The next day we stayed around Tokyo to see more of the city.We started with the fish market. Although this market is a popular destination, it was nothing like Pike Place. First, this thing was huge! It was like you were out on the old fish docks...forklifts and trucks running everywhere. You can't help but feel like you're in the way.They did have a few shops where t-shirts were sold, but it really didn't cater to tourists. We decided to eat lunch there, which was one of the best decisions we made all trip! We noticed a few sushi restaurants (when I say restaurants, I really mean whole-in-the wall shops a little large than my college dorm room, which was terribly small) that had anxious customers lined around the corner. We looked at the line and about 99% of the awaiting customers were Japanese…we figured they knew best, so we got in line with them. We stood in this crammed line for about 45 minutes, but I would've waited all day if I knew the meal I was about to have. The "sushi set" was comprised of about 8 different kinds of sushi: mackeral, sea urchin (a little like vomit), a few types of tuna, eel, shrimp, and salmon eggs. We also had miso soup with clams and tea. The table around the sushi chefs sat (read: crammed) about 10 people. There was barely enough room to pick up the food with the chopsticks. Well, let me tell you…this food was amazing…best sushi I've ever had! Now we knew why the line was so long (the "restaurant" next to the one we went to had a line twice as long…some people were in line for 1.5 hours.) The whole meal cost about $30, but the experience made it a bargain. Eating sushi at fish market in Tokyo…can't get more authentic than that.

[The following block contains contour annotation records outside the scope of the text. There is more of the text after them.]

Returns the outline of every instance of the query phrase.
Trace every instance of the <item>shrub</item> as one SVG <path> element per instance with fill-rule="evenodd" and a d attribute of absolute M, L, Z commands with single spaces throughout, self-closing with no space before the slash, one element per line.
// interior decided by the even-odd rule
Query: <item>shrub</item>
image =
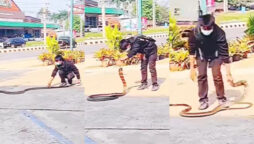
<path fill-rule="evenodd" d="M 120 41 L 123 39 L 123 34 L 118 30 L 117 26 L 114 28 L 107 26 L 106 37 L 107 45 L 111 50 L 119 50 Z"/>
<path fill-rule="evenodd" d="M 56 38 L 55 37 L 47 37 L 46 41 L 47 41 L 48 52 L 51 54 L 56 54 L 60 49 Z"/>

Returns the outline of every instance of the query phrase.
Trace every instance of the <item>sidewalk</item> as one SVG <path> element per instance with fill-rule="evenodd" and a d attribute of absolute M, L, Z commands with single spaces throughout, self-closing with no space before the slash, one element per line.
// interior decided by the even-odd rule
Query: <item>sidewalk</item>
<path fill-rule="evenodd" d="M 0 89 L 47 86 L 52 70 L 38 60 L 3 62 Z M 59 82 L 57 77 L 54 84 Z M 83 144 L 84 101 L 84 88 L 77 86 L 0 94 L 0 143 Z"/>

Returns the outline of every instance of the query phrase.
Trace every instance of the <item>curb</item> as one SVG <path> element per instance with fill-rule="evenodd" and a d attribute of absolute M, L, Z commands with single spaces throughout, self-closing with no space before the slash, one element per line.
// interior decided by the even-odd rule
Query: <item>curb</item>
<path fill-rule="evenodd" d="M 247 28 L 247 23 L 245 22 L 236 22 L 236 23 L 225 23 L 219 25 L 222 29 L 234 29 L 234 28 Z M 167 38 L 168 34 L 154 34 L 154 35 L 146 35 L 152 38 Z M 96 45 L 96 44 L 105 44 L 107 42 L 106 39 L 98 39 L 98 40 L 86 40 L 82 43 L 77 43 L 77 46 L 86 46 L 86 45 Z M 22 52 L 22 51 L 34 51 L 34 50 L 44 50 L 44 46 L 38 47 L 25 47 L 25 48 L 7 48 L 0 49 L 1 53 L 10 53 L 10 52 Z"/>
<path fill-rule="evenodd" d="M 237 23 L 220 24 L 220 28 L 222 29 L 247 28 L 247 23 L 237 22 Z"/>
<path fill-rule="evenodd" d="M 152 38 L 166 38 L 167 34 L 154 34 L 154 35 L 146 35 Z M 77 43 L 77 46 L 85 46 L 85 45 L 96 45 L 96 44 L 105 44 L 107 42 L 106 39 L 98 39 L 98 40 L 86 40 L 82 43 Z M 24 51 L 35 51 L 35 50 L 44 50 L 45 46 L 37 46 L 37 47 L 24 47 L 24 48 L 6 48 L 0 49 L 0 54 L 2 53 L 11 53 L 11 52 L 24 52 Z"/>
<path fill-rule="evenodd" d="M 0 54 L 1 53 L 10 53 L 10 52 L 44 50 L 44 49 L 46 49 L 45 46 L 24 47 L 24 48 L 6 48 L 6 49 L 0 49 Z"/>

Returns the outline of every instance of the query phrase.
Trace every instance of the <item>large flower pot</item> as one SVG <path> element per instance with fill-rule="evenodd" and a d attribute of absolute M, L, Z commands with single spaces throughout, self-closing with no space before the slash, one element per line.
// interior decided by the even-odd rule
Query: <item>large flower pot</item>
<path fill-rule="evenodd" d="M 249 53 L 249 52 L 243 53 L 243 58 L 248 58 L 248 53 Z"/>
<path fill-rule="evenodd" d="M 159 60 L 165 59 L 165 55 L 159 55 Z"/>
<path fill-rule="evenodd" d="M 45 60 L 45 61 L 43 61 L 43 65 L 44 66 L 49 66 L 49 65 L 53 65 L 54 64 L 54 62 L 52 62 L 52 61 L 50 61 L 50 60 Z"/>
<path fill-rule="evenodd" d="M 117 66 L 124 66 L 125 64 L 123 63 L 123 61 L 117 60 L 117 61 L 116 61 L 116 65 L 117 65 Z"/>
<path fill-rule="evenodd" d="M 102 60 L 101 61 L 101 66 L 102 67 L 108 67 L 109 65 L 108 65 L 108 60 Z"/>
<path fill-rule="evenodd" d="M 242 57 L 239 54 L 235 54 L 235 55 L 233 55 L 232 59 L 233 59 L 233 62 L 235 62 L 235 61 L 240 61 L 242 59 Z"/>
<path fill-rule="evenodd" d="M 180 70 L 182 70 L 182 67 L 178 63 L 169 63 L 169 70 L 172 72 L 180 71 Z"/>

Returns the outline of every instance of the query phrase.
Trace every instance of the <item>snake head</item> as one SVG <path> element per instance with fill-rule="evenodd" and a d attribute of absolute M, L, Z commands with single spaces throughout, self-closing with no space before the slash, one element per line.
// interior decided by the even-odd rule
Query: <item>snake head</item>
<path fill-rule="evenodd" d="M 248 83 L 247 83 L 247 81 L 246 80 L 240 80 L 240 81 L 238 81 L 238 82 L 232 82 L 232 84 L 231 84 L 233 87 L 238 87 L 238 86 L 245 86 L 245 87 L 247 87 L 248 86 Z"/>

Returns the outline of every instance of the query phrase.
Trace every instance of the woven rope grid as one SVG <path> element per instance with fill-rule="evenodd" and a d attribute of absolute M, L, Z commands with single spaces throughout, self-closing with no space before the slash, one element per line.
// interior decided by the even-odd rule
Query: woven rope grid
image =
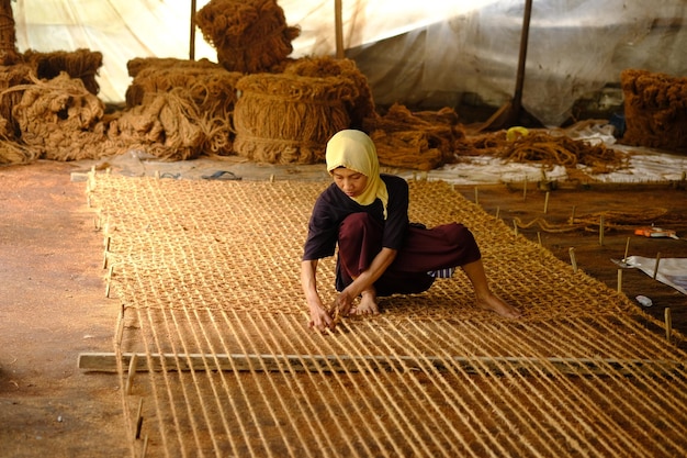
<path fill-rule="evenodd" d="M 325 186 L 91 181 L 110 241 L 109 284 L 123 304 L 120 377 L 132 353 L 162 369 L 137 376 L 123 395 L 132 455 L 143 448 L 139 405 L 150 456 L 687 449 L 684 353 L 652 334 L 657 324 L 622 294 L 514 236 L 446 183 L 410 182 L 412 219 L 465 223 L 494 289 L 526 316 L 474 309 L 459 273 L 427 293 L 387 298 L 382 315 L 345 320 L 333 336 L 311 333 L 300 256 Z M 333 272 L 324 260 L 325 302 Z M 227 355 L 258 357 L 246 366 Z M 326 358 L 313 366 L 317 356 Z M 289 362 L 274 365 L 278 357 Z"/>

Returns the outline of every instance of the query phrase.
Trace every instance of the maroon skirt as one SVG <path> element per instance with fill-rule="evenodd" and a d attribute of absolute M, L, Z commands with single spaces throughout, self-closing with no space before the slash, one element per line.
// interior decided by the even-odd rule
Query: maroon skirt
<path fill-rule="evenodd" d="M 382 250 L 384 227 L 367 213 L 349 215 L 339 227 L 336 289 L 342 291 Z M 428 272 L 459 267 L 481 258 L 474 236 L 459 223 L 426 228 L 410 224 L 396 258 L 375 282 L 378 295 L 427 291 L 435 281 Z"/>

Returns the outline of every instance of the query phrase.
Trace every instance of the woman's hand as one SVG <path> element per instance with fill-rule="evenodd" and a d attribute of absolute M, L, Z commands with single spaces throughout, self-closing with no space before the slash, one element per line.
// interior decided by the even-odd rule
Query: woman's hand
<path fill-rule="evenodd" d="M 316 306 L 311 305 L 309 326 L 312 329 L 324 333 L 327 329 L 334 331 L 334 328 L 336 327 L 336 322 L 324 308 L 318 306 L 318 305 Z"/>

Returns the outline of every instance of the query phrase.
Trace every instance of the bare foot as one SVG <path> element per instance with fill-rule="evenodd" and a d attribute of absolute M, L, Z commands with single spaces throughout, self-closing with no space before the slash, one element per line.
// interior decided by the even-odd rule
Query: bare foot
<path fill-rule="evenodd" d="M 380 308 L 376 303 L 375 291 L 363 291 L 360 298 L 360 303 L 351 309 L 352 315 L 376 315 L 380 313 Z"/>
<path fill-rule="evenodd" d="M 482 310 L 495 312 L 507 319 L 518 319 L 522 313 L 513 305 L 507 304 L 498 295 L 489 294 L 484 298 L 477 298 L 477 306 Z"/>

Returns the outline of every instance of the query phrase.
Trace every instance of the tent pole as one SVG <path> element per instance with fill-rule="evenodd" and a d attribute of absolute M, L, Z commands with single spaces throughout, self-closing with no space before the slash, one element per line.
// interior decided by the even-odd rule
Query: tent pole
<path fill-rule="evenodd" d="M 334 0 L 334 29 L 336 33 L 336 58 L 346 57 L 344 53 L 344 20 L 341 0 Z"/>
<path fill-rule="evenodd" d="M 522 19 L 522 33 L 520 35 L 520 54 L 518 56 L 518 72 L 516 89 L 513 96 L 513 111 L 516 116 L 522 110 L 522 87 L 525 86 L 525 66 L 527 63 L 527 42 L 530 32 L 530 18 L 532 15 L 532 0 L 525 0 L 525 16 Z"/>
<path fill-rule="evenodd" d="M 191 33 L 189 37 L 189 60 L 195 60 L 195 0 L 191 0 Z"/>

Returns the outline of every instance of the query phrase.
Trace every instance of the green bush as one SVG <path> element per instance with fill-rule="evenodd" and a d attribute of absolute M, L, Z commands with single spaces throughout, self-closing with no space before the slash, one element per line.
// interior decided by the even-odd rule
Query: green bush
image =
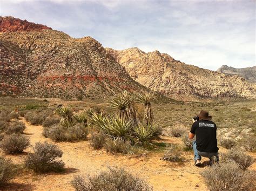
<path fill-rule="evenodd" d="M 16 167 L 10 160 L 0 156 L 0 186 L 12 179 L 16 172 Z"/>
<path fill-rule="evenodd" d="M 210 190 L 253 190 L 256 178 L 254 172 L 242 170 L 234 162 L 214 165 L 201 173 Z"/>
<path fill-rule="evenodd" d="M 5 133 L 11 134 L 12 133 L 23 133 L 26 126 L 25 124 L 21 121 L 16 121 L 13 124 L 10 125 L 5 129 Z"/>
<path fill-rule="evenodd" d="M 235 146 L 237 142 L 232 138 L 221 138 L 219 140 L 219 144 L 223 147 L 230 149 Z"/>
<path fill-rule="evenodd" d="M 29 145 L 28 138 L 23 134 L 16 133 L 4 136 L 1 144 L 3 150 L 9 154 L 22 153 Z"/>
<path fill-rule="evenodd" d="M 71 182 L 76 190 L 152 190 L 148 183 L 123 168 L 110 168 L 96 176 L 86 178 L 76 175 Z"/>
<path fill-rule="evenodd" d="M 43 126 L 44 127 L 50 127 L 50 126 L 58 124 L 60 121 L 60 118 L 57 116 L 49 116 L 43 122 Z"/>
<path fill-rule="evenodd" d="M 83 124 L 77 124 L 72 127 L 64 127 L 59 124 L 50 127 L 44 127 L 43 135 L 56 141 L 74 141 L 85 140 L 88 135 L 88 128 Z"/>
<path fill-rule="evenodd" d="M 99 149 L 103 147 L 105 142 L 106 135 L 102 132 L 94 131 L 91 133 L 90 145 L 95 149 Z"/>
<path fill-rule="evenodd" d="M 29 153 L 25 160 L 25 166 L 36 173 L 61 172 L 64 170 L 64 163 L 58 159 L 63 152 L 56 145 L 37 142 L 33 153 Z"/>
<path fill-rule="evenodd" d="M 246 170 L 254 162 L 252 157 L 246 155 L 238 148 L 232 148 L 225 154 L 222 154 L 223 160 L 228 162 L 234 161 L 243 170 Z"/>

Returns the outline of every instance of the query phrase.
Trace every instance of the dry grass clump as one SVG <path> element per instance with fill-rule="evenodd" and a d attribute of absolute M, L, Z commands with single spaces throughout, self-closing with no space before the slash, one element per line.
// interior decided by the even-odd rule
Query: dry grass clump
<path fill-rule="evenodd" d="M 177 124 L 172 127 L 169 128 L 166 133 L 169 136 L 172 135 L 174 137 L 180 137 L 183 134 L 187 132 L 188 130 L 184 125 Z"/>
<path fill-rule="evenodd" d="M 220 138 L 219 144 L 223 147 L 226 149 L 230 149 L 236 145 L 237 141 L 232 138 L 224 138 L 222 137 Z"/>
<path fill-rule="evenodd" d="M 12 179 L 17 172 L 16 167 L 10 159 L 0 156 L 0 186 Z"/>
<path fill-rule="evenodd" d="M 242 169 L 246 170 L 254 162 L 253 158 L 245 154 L 238 148 L 232 148 L 225 154 L 222 154 L 223 160 L 229 162 L 233 161 Z"/>
<path fill-rule="evenodd" d="M 188 138 L 188 135 L 187 133 L 184 133 L 182 135 L 181 140 L 184 144 L 185 150 L 189 151 L 193 149 L 193 140 Z"/>
<path fill-rule="evenodd" d="M 90 145 L 95 149 L 100 149 L 105 142 L 106 135 L 102 132 L 93 131 L 91 132 Z"/>
<path fill-rule="evenodd" d="M 114 140 L 108 138 L 106 140 L 103 147 L 107 152 L 112 154 L 133 153 L 133 148 L 129 141 L 124 141 L 120 139 Z"/>
<path fill-rule="evenodd" d="M 163 160 L 167 160 L 170 162 L 182 161 L 181 149 L 175 145 L 171 145 L 168 151 L 164 154 Z"/>
<path fill-rule="evenodd" d="M 50 111 L 29 111 L 25 114 L 25 119 L 31 125 L 42 125 L 44 120 L 49 115 Z"/>
<path fill-rule="evenodd" d="M 255 173 L 242 170 L 234 161 L 214 165 L 204 170 L 201 175 L 211 190 L 253 190 Z"/>
<path fill-rule="evenodd" d="M 49 116 L 43 122 L 44 127 L 50 127 L 52 125 L 58 124 L 60 121 L 60 118 L 58 116 Z"/>
<path fill-rule="evenodd" d="M 5 153 L 14 154 L 23 152 L 30 144 L 29 139 L 25 135 L 14 133 L 4 136 L 0 145 Z"/>
<path fill-rule="evenodd" d="M 25 124 L 21 121 L 16 121 L 9 126 L 5 129 L 5 133 L 11 134 L 12 133 L 23 133 L 26 126 Z"/>
<path fill-rule="evenodd" d="M 64 163 L 58 159 L 63 152 L 56 145 L 37 142 L 33 147 L 33 153 L 29 153 L 25 160 L 25 166 L 37 173 L 61 172 Z"/>
<path fill-rule="evenodd" d="M 43 135 L 56 141 L 74 141 L 85 140 L 88 135 L 88 128 L 83 124 L 76 124 L 66 128 L 60 124 L 44 128 Z"/>
<path fill-rule="evenodd" d="M 255 134 L 245 135 L 240 140 L 241 146 L 247 151 L 256 150 Z"/>
<path fill-rule="evenodd" d="M 149 183 L 123 168 L 109 168 L 95 176 L 76 175 L 71 184 L 76 190 L 152 190 Z"/>

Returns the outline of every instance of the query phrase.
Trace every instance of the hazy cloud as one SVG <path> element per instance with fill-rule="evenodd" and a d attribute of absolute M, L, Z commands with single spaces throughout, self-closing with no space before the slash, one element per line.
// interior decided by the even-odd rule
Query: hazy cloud
<path fill-rule="evenodd" d="M 2 16 L 214 70 L 255 65 L 255 9 L 254 1 L 0 0 Z"/>

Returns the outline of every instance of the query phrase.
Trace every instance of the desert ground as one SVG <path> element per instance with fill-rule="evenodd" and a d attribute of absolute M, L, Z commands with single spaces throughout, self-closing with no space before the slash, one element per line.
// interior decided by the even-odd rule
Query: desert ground
<path fill-rule="evenodd" d="M 36 105 L 33 110 L 54 110 L 59 104 L 68 105 L 74 111 L 97 106 L 105 109 L 103 100 L 62 100 L 59 99 L 25 99 L 1 98 L 0 110 L 25 110 L 27 105 Z M 138 106 L 139 107 L 139 106 Z M 161 103 L 155 101 L 152 106 L 156 120 L 164 129 L 160 139 L 152 142 L 149 148 L 142 148 L 139 153 L 116 154 L 107 153 L 104 149 L 94 149 L 89 142 L 90 135 L 85 140 L 68 142 L 55 142 L 42 135 L 42 125 L 32 125 L 24 117 L 19 116 L 18 121 L 25 124 L 24 134 L 28 136 L 31 146 L 39 141 L 47 141 L 57 144 L 63 152 L 62 159 L 65 163 L 65 170 L 60 173 L 37 174 L 22 167 L 31 147 L 21 154 L 7 154 L 0 149 L 0 156 L 10 159 L 20 166 L 21 170 L 9 183 L 0 190 L 75 190 L 70 184 L 76 174 L 97 174 L 107 170 L 108 167 L 122 167 L 136 176 L 147 181 L 156 190 L 208 190 L 207 185 L 200 175 L 208 165 L 208 159 L 203 158 L 201 167 L 194 166 L 192 151 L 182 151 L 181 161 L 170 162 L 161 158 L 168 149 L 168 145 L 174 144 L 182 148 L 180 138 L 168 134 L 168 129 L 174 126 L 187 129 L 192 125 L 192 118 L 202 108 L 208 110 L 218 128 L 218 134 L 230 136 L 235 140 L 244 129 L 255 132 L 256 101 L 240 101 L 205 103 Z M 141 109 L 142 110 L 142 109 Z M 254 137 L 255 138 L 255 137 Z M 239 140 L 238 140 L 239 142 Z M 220 153 L 227 149 L 218 145 Z M 246 154 L 256 159 L 256 153 L 246 152 Z M 220 161 L 221 158 L 220 158 Z M 255 170 L 255 162 L 249 168 Z"/>

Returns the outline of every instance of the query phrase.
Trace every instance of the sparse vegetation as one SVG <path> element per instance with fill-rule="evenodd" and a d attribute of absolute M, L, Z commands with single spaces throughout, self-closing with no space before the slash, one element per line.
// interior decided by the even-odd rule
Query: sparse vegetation
<path fill-rule="evenodd" d="M 230 149 L 234 147 L 237 143 L 233 139 L 224 138 L 221 138 L 219 142 L 221 146 L 227 149 Z"/>
<path fill-rule="evenodd" d="M 211 190 L 253 190 L 255 173 L 244 171 L 234 162 L 213 166 L 201 175 Z"/>
<path fill-rule="evenodd" d="M 30 141 L 25 135 L 14 133 L 4 136 L 0 145 L 6 153 L 19 153 L 23 152 L 30 145 Z"/>
<path fill-rule="evenodd" d="M 8 134 L 12 133 L 23 133 L 25 128 L 26 126 L 24 122 L 16 121 L 6 128 L 5 133 Z"/>
<path fill-rule="evenodd" d="M 93 131 L 91 133 L 91 135 L 90 145 L 93 147 L 95 149 L 102 148 L 105 142 L 105 134 L 101 132 Z"/>
<path fill-rule="evenodd" d="M 254 162 L 253 158 L 246 155 L 239 148 L 232 148 L 226 153 L 222 154 L 223 160 L 229 162 L 233 161 L 242 169 L 246 170 Z"/>
<path fill-rule="evenodd" d="M 170 162 L 182 161 L 181 151 L 180 148 L 175 145 L 171 145 L 168 148 L 168 151 L 164 154 L 163 160 Z"/>
<path fill-rule="evenodd" d="M 25 166 L 28 169 L 36 173 L 64 170 L 64 163 L 59 160 L 63 153 L 57 145 L 46 142 L 37 142 L 33 150 L 33 153 L 29 153 L 25 160 Z"/>
<path fill-rule="evenodd" d="M 10 159 L 0 156 L 0 186 L 7 183 L 16 175 L 16 168 Z"/>
<path fill-rule="evenodd" d="M 123 168 L 109 168 L 98 175 L 76 175 L 71 182 L 77 190 L 151 190 L 148 183 Z"/>

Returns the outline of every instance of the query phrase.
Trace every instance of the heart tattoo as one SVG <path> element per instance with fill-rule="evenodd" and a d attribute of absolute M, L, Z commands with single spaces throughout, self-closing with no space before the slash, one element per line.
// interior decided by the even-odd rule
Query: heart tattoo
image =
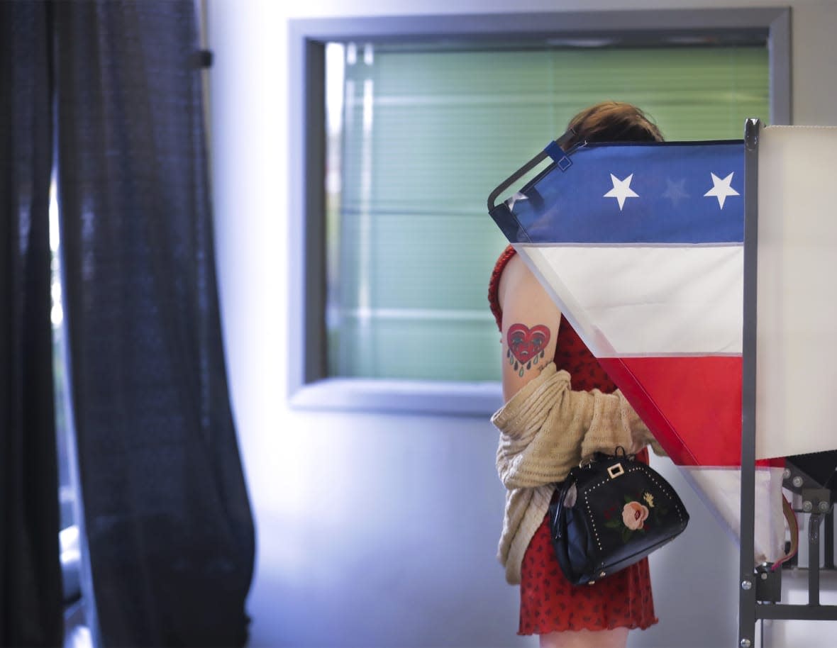
<path fill-rule="evenodd" d="M 506 357 L 522 378 L 524 369 L 531 369 L 532 365 L 543 358 L 544 350 L 549 344 L 549 329 L 543 324 L 530 329 L 526 324 L 516 324 L 509 327 L 506 339 L 509 345 Z"/>

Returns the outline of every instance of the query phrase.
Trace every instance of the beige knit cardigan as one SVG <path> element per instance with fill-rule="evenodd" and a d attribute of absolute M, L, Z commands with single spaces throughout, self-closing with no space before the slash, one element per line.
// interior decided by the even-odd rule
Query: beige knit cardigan
<path fill-rule="evenodd" d="M 497 472 L 508 488 L 497 558 L 506 579 L 520 583 L 523 554 L 549 508 L 555 483 L 583 457 L 637 452 L 649 443 L 663 454 L 621 392 L 573 391 L 554 362 L 491 417 L 500 431 Z"/>

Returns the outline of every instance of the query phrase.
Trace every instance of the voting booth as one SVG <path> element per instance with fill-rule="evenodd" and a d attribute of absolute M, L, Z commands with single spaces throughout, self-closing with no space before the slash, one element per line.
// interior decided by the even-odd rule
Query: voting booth
<path fill-rule="evenodd" d="M 816 560 L 809 604 L 778 599 L 798 516 L 813 532 L 834 498 L 837 128 L 561 144 L 489 212 L 739 540 L 739 645 L 758 619 L 837 620 Z"/>

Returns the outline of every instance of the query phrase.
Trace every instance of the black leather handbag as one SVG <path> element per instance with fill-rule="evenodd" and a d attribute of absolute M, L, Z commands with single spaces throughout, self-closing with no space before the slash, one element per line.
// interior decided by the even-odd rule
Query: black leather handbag
<path fill-rule="evenodd" d="M 561 569 L 573 584 L 592 584 L 634 564 L 689 523 L 670 484 L 621 447 L 615 455 L 597 452 L 559 487 L 550 531 Z"/>

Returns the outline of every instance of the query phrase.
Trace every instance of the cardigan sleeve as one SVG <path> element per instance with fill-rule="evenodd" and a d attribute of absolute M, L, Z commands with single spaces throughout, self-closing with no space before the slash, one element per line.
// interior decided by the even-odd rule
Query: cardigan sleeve
<path fill-rule="evenodd" d="M 619 391 L 574 391 L 570 375 L 547 365 L 491 417 L 500 431 L 497 472 L 507 488 L 562 481 L 582 457 L 654 441 Z M 656 448 L 655 448 L 656 449 Z"/>

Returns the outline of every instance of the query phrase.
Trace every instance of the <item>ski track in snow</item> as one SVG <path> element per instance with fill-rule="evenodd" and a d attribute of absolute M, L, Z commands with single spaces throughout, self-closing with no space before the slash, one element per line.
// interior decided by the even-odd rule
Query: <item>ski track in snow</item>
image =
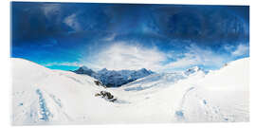
<path fill-rule="evenodd" d="M 97 86 L 95 79 L 86 75 L 51 71 L 30 62 L 15 61 L 15 125 L 248 121 L 244 77 L 247 70 L 243 64 L 247 60 L 207 76 L 202 72 L 190 76 L 154 74 L 118 88 Z M 241 80 L 232 82 L 232 75 Z M 226 76 L 222 81 L 227 82 L 216 81 Z M 109 91 L 118 101 L 110 102 L 95 97 L 101 91 Z"/>
<path fill-rule="evenodd" d="M 50 113 L 49 109 L 46 106 L 46 100 L 42 94 L 42 91 L 40 89 L 36 90 L 36 93 L 38 95 L 39 98 L 39 105 L 40 105 L 40 119 L 45 120 L 45 121 L 48 121 L 49 120 L 49 117 L 52 116 L 52 114 Z"/>

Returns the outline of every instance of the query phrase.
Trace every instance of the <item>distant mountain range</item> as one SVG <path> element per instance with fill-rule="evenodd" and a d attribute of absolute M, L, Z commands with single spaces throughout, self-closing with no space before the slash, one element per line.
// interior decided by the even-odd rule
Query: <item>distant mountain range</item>
<path fill-rule="evenodd" d="M 108 70 L 103 68 L 95 72 L 86 66 L 82 66 L 73 72 L 91 76 L 101 81 L 107 87 L 119 87 L 137 79 L 154 74 L 153 71 L 145 68 L 139 70 Z"/>

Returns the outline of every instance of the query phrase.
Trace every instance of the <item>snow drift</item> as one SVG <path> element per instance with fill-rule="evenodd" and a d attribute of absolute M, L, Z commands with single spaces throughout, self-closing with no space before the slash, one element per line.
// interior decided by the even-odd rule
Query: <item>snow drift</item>
<path fill-rule="evenodd" d="M 248 121 L 248 58 L 206 73 L 152 74 L 118 88 L 12 58 L 14 125 Z M 110 92 L 117 101 L 96 97 Z"/>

We spent the rest of the day…well, very full! We went to Akihabara, an electronics district that was unbelievable…anything you could ever want could be found within the 10 square blocks of electronics stores. There were thousands of people there! In all the stores they played the funniest circus-type music, which was appropriate considering the environment. After the electronics circus, we headed to Shibuya, which is the city scene we were looking for. We finally found that crazy intersection (like Times Square) that is in all the movies and pictures.It was seriously breathtaking. As we stood in awe of all the bright lights and thousands of people, I leaned over to Patrick and said, "This makes Manhattan look like Tacoma!" We spent a few hours just walking around…as I mentioned earlier, I did judge the city too soon. This was one of the most amazing sights I've ever seen! Oh…I forgot to mention that the women here were unbelievable….Patrick and I fell in love a few times in a manner of minutes!
The people here are very friendly…I wanted to hug everyone as they smiled and bowed. They are very quiet and conservative (a little too quiet and conservative in my opinion). Nonetheless, I truly enjoyed the experience. So that was Tokyo…tomorrow we fly to Bangkok!